Japan took a break from its obsession with the future this week as a new exhibition sent visitors 39,000 years back into the past. That's the estimated age of Yuka, a mummified woolly mammoth that has just been placed on public display for the first time ever. The show runs until September.
Yuka was found three years ago in the Siberian permafrost and was between six to eleven years old when she died. The mammoth takes her name from the Yukaghir coastline; Yuka is also a common girl's name in Japan, paving the way for countless cute cuddly toys.
The exhibition is big news in the country, with colossal posters adorning buildings in the bustling Shibuya entertainment district. Rather than a museum, it's being held at Yokohama's Pacifico convention center, normally used for large events such as the CP+ photography show.
Calling the discovery "the best preserved mammoth in the history of paleontology," lead researcher Semyon Grigoriev explained to The Siberian Times in May that Yuka stayed in such good condition because she remained frozen for a long, unbroken period of time.

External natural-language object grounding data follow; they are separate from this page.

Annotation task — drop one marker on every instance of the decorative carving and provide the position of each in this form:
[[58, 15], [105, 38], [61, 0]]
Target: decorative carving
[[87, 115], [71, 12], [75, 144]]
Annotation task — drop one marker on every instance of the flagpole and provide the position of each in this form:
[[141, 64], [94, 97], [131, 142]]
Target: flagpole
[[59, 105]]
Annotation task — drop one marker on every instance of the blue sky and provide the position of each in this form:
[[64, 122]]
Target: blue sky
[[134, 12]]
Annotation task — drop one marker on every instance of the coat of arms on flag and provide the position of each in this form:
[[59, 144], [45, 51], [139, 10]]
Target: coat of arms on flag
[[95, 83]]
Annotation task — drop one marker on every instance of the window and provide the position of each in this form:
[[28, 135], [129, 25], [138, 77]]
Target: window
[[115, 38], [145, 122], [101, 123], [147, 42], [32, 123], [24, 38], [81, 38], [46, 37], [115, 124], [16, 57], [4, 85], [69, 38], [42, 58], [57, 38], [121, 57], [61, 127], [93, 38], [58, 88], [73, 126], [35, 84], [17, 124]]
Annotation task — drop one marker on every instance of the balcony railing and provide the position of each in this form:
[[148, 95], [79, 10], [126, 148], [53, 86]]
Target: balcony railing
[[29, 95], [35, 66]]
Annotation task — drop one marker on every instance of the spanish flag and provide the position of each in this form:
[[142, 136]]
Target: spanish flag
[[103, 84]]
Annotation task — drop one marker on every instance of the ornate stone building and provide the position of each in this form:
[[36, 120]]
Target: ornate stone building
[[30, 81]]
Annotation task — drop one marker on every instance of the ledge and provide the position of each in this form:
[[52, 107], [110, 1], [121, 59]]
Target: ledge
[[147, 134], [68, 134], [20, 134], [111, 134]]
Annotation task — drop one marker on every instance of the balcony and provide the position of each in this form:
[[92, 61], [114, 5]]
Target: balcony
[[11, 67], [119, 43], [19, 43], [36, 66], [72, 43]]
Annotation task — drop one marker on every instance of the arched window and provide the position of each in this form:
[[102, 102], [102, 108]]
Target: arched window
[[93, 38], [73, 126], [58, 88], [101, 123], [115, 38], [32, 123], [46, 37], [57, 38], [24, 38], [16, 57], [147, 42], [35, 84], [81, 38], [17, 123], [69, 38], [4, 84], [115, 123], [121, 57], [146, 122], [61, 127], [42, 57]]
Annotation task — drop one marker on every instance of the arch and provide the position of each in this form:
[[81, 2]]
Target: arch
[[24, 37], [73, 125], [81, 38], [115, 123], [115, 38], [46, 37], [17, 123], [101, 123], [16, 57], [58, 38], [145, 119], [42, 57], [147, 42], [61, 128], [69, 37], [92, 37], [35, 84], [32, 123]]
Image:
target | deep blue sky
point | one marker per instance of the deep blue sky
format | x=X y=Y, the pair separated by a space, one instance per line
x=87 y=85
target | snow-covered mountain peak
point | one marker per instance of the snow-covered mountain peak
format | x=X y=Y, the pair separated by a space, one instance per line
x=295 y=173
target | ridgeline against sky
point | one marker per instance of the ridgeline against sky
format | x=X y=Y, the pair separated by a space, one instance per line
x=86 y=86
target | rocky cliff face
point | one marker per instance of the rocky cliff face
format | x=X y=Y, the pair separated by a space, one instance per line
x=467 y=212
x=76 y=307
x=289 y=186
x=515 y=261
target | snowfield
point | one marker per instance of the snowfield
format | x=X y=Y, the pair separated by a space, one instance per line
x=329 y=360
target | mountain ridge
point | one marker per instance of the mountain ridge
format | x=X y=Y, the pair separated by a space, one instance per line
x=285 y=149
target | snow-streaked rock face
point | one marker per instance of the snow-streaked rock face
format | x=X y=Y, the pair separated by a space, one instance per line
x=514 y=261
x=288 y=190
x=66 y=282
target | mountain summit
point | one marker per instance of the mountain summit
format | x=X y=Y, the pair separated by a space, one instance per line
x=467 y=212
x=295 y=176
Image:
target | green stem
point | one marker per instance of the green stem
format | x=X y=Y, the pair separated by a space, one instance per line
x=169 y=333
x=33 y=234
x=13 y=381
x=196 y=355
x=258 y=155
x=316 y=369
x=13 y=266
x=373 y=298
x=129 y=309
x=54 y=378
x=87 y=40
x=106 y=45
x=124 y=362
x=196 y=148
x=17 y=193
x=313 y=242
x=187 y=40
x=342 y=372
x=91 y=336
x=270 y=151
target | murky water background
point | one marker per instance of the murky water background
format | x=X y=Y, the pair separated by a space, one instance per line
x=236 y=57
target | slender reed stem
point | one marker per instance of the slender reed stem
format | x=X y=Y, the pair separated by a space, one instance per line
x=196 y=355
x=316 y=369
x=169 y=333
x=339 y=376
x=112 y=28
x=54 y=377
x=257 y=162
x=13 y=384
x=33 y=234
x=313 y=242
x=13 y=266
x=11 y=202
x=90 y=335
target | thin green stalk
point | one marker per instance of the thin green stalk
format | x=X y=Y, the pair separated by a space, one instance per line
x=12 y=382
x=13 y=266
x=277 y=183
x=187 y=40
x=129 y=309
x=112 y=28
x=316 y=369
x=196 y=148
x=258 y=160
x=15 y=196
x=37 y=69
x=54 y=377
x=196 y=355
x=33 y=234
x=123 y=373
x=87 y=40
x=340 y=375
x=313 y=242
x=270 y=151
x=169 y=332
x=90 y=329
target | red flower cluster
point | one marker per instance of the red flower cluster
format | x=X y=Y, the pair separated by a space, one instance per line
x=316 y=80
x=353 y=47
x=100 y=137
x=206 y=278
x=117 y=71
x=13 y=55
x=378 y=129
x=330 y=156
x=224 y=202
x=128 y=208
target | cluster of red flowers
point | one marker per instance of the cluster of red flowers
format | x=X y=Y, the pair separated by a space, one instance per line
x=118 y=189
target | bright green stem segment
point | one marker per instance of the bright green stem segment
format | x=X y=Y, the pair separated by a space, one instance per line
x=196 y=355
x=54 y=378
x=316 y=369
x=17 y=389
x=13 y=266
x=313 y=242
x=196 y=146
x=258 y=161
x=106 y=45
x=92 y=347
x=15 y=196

Could mammoth blood discovery bring the extinct beasts back to life?
"We suppose that the mammoth fell into water or got bogged down in a swamp, could not free herself and died. Due to this fact the lower part of the body, including the lower jaw and tongue tissue, was preserved very well. The upper torso and two legs, which were in the soil, were gnawed by prehistoric and modern predators and almost did not survive."
Although the carcass was frozen for millennia, the team was even able to extract flowing blood from Yuka — the first time scientists have managed to do so. "Our suspicion is that mammoth blood contains a kind of natural anti-freeze," says Grigoriev.
South Korean scientists have signed a deal giving them rights to attempt to clone the mammoth; Hwang Woo-suk, who produced the world's first cloned dog in 2005 before being convicted of lying about breakthroughs in human stem cell research, has taken delivery of tissue samples that may contain intact cells.
However, serious doubt remains over whether it is possible to find or construct a complete, viable mammoth genome from such old material. "Every time a new well-preserved mammoth is found," said Professor Adrian Lister of London's Natural History Museum to The Guardian, "people also repeat the claim that we will soon be able to clone them, and I very much doubt that we will."